Plant Use Details
Aciphylla spp. Taramea. Papaī. Speargrass. Main reference.
Umbelliferae Carrot family
Aciphylla species. Aciphylla squarrosa, Aciphylla colensoi
Whole plant: TARAMEA, papaī, karamea, tākahikahi (Best 1908), kueo, kurikuri. papaki (Taylor 1855),
Mature form: tūmatakuru (Tuhoe). kuweo,
Young root: papaī.
Gum: ware-o-te-taramea (Beattie).
Prepared scent: kākaramea.
Bayonette-grass (Lindsay 1868) ; Bloody-Spaniard; Spaniard; speargrass; Wild Irishman Taylor 1855
In Lindsay 1868:
A. squarrosa = taramea
A. colensoi = ''The Papaii of the North Island Maoris (Colenso); the Kuri-kuri of those of the South Island (Lyall)''
Possible diuretic (Neil 1889)
Tender shoot and root both eaten. Taylor 1847.
Edible tap-root, somewhat like a carrot (Taylor 1855 ; calls plant Ligusticum aciphylla).
Aromatic roots and shoots eaten (Kirk, in Taylor 1870; Colenso 1869a).
Young, carrot-like roots used as 'meagre food supply'. Often pulled up forcibly with a rope. Roots of plants that have not yet flowered sought as food (Best 1942).
A kind of sandal and galligaskin (half-legging) combined made by a netting process from the plant. Called 'tūmatakuru'. They were folded over the foot and above the ankle and laced on, being stuffed or lined with rimurimu (moss). Used by Tūhoe, usually for traversing snow-clad ranges in winter. (Best 1899, 1908)
Sometimes used for binding soil when making ramparts (Best 1927).
'A variety of the taramea is found on the Ruahine and the Kaikoura mountains, which produces a resinous balsamic substance, highly aromatic' (Taylor 1855)

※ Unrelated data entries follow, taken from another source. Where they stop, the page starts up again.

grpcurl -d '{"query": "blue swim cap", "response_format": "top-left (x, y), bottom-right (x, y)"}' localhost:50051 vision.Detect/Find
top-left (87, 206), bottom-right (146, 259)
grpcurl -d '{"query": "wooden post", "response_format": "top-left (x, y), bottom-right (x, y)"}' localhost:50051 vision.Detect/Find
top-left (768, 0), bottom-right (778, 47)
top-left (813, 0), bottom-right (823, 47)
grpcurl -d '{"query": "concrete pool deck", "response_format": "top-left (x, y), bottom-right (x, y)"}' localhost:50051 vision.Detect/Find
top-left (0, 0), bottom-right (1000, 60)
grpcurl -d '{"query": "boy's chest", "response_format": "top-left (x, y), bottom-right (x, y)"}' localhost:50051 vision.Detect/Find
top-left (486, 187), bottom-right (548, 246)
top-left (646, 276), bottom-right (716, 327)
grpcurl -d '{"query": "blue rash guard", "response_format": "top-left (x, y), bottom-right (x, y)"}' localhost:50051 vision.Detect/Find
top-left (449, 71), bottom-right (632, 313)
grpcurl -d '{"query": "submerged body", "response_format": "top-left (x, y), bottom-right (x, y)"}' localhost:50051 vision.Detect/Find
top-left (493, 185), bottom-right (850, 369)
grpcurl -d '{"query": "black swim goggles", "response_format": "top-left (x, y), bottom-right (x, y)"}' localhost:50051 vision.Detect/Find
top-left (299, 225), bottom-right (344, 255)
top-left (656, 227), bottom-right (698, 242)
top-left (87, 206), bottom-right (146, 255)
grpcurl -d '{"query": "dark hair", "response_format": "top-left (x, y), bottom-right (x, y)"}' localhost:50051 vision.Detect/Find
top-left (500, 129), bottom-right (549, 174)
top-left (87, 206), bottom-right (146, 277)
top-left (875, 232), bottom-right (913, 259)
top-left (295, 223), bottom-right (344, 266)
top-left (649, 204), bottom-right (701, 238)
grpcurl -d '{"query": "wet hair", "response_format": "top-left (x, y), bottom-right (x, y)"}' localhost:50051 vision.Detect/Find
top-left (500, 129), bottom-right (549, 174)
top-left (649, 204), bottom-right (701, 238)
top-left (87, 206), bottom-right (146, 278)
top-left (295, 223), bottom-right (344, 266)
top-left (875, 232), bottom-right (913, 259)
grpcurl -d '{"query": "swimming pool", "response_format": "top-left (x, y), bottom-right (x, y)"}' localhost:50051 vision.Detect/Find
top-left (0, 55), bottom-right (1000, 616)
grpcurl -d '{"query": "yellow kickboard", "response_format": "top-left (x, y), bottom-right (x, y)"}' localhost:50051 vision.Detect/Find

Plant exudes a sort of gum on its long, stiff and pointed leaves - used as an ingredient in scent for chiefs' clothing. 'To make this compound of scents, the aromatic fern called 'mokimoki,' with the gum obtained from the ta-rata, and the kopuru moss (which is obtained from humid rocks in the most dense part of the forests), with the fragrant flowers and roots of the pa-to-tara, and the fragrant grass called ka-retu, and the plant hioi, are mixed into a compound with the gum of the tara-mea and oil of the miro, and subjected to heat for days, until the roots and herbs are softened, when it is strained through a layer of the flowers of the ka-kaho bloom.' (Brett's Guide 1883).
Gum provides 'choicest and rarest scent'. Difficult to collect. Steamed until gummy excretion expressed. Process described (Colenso 1892b ; 1869a).
Shortland describes how scent obtained by holding leaves over fire till an oil exudes, which is collected in the bottom of a dry gourd. Highly prized. Used for gifts to North island tribes. (Shortland 1851).
Put a fire under a big bunch of taramea and the heat draws the gum out (Te Paro to Beattie, MS 582/E/11, Hocken).
There is a toroku grub which attacks the taramea and the gum runs in the centre. It is like resin and sometimes takes too long to collect so to hurry it 'tahu te taramea' by putting tussock or dry vegetation on top and light or burn on top. The heat draws the hinu or oil out of it and this gum is a kakara (scent). Next morning the gum is collected by the girls. During the night they must sleep doubled up (moe-tuturika or koromeke) for if they slept moe-wharoro (straightened out) the gum would not run correctly, but would run off all streaks down the plant instead of collecting in balls at the top. Such is the time-honoured traditional procedure to ensure success and good perfume (Mrs Wetere to Beattie, MS 582/E/11, Hocken).
Reference to collecting scent from taramea in story of weka hunters (Beattie 1920).
Features as one of the prickly plants in Tama's search for his wife. She was kept behind a prickly palisade by the man she eloped with. He brought them from Hawaiiki as there were no prickly plants in New Zealand then (Anderson 1954).
Similar tradition related by Hone Taare Tikao, Rāpaki chief, to Beattie. MS 582/I/17 Hocken Archives, Dunedin.